Week 2 - Uncertainty

The goal of this assignment is to become familiar with the simulator and explore uncertainties in the sensors and motion.

Task 1 – The simulator

Download the repository containig the simulator from GitHub https://github.com/Robotics-BUT/MPC-MAP-Student, and become familiar with it (see the Simulator section).

  • Explore the private_vars, read_only_vars, and public_vars data structures.
  • Become familiar with the sequence of the operations in the infinite simulation loop in main.m and algorithms/student_workspace.m.
  • Load different maps via algorithms/setup.m and set different start positions.
  • Try various motion commands in algorithms/motion_control/plan_motion.m and observe the robot's behaviour.

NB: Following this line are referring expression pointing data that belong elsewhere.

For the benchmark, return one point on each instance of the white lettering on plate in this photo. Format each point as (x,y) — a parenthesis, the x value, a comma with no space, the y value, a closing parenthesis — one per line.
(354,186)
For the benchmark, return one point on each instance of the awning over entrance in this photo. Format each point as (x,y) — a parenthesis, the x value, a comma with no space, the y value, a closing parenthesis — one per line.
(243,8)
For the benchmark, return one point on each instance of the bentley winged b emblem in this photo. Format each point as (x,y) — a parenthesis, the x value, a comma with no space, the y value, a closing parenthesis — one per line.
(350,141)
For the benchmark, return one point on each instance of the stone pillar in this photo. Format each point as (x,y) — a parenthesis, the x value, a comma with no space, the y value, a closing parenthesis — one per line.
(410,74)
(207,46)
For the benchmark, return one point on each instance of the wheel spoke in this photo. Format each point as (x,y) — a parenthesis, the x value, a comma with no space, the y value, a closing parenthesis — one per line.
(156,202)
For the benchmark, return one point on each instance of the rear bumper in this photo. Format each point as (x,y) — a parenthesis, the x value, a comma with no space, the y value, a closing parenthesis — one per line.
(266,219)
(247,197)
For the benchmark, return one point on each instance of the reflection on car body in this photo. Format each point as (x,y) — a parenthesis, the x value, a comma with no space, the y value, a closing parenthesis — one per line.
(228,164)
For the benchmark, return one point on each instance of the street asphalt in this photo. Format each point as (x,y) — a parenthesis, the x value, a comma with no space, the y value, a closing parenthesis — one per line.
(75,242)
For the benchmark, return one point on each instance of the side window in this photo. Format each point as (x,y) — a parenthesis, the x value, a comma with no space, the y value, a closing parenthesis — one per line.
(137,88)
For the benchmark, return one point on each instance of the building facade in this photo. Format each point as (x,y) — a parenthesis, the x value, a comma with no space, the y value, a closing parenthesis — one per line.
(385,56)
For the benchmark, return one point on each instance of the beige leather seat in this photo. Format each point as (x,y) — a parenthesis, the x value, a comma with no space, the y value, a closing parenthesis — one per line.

No output is required in this step.

Task 2 – Sensor uncertainty

The robot is equipped with an 8-way LiDAR and a GNSS receiver. Determine the standard deviation (std) sigma for the data from both sensors by placing the robot in a static position (zero velocities) in suitable maps and collecting data for at least 100 simulation periods. Discuss whether the std is consistent across individual LiDAR channels and both GNSS axes. Plot histograms of the measurements.

Task 3 – Covariance matrix

Use the measurements from the previous step and MATLAB's internal cov function to assemble the covariance matrix for both sensors. Verify that the resultant matrix is of size 8×8 for the LiDAR and 2×2 for the GNSS. Ensure that the values on the main diagonal are equal to sigma^2, i.e., variance=std^2`.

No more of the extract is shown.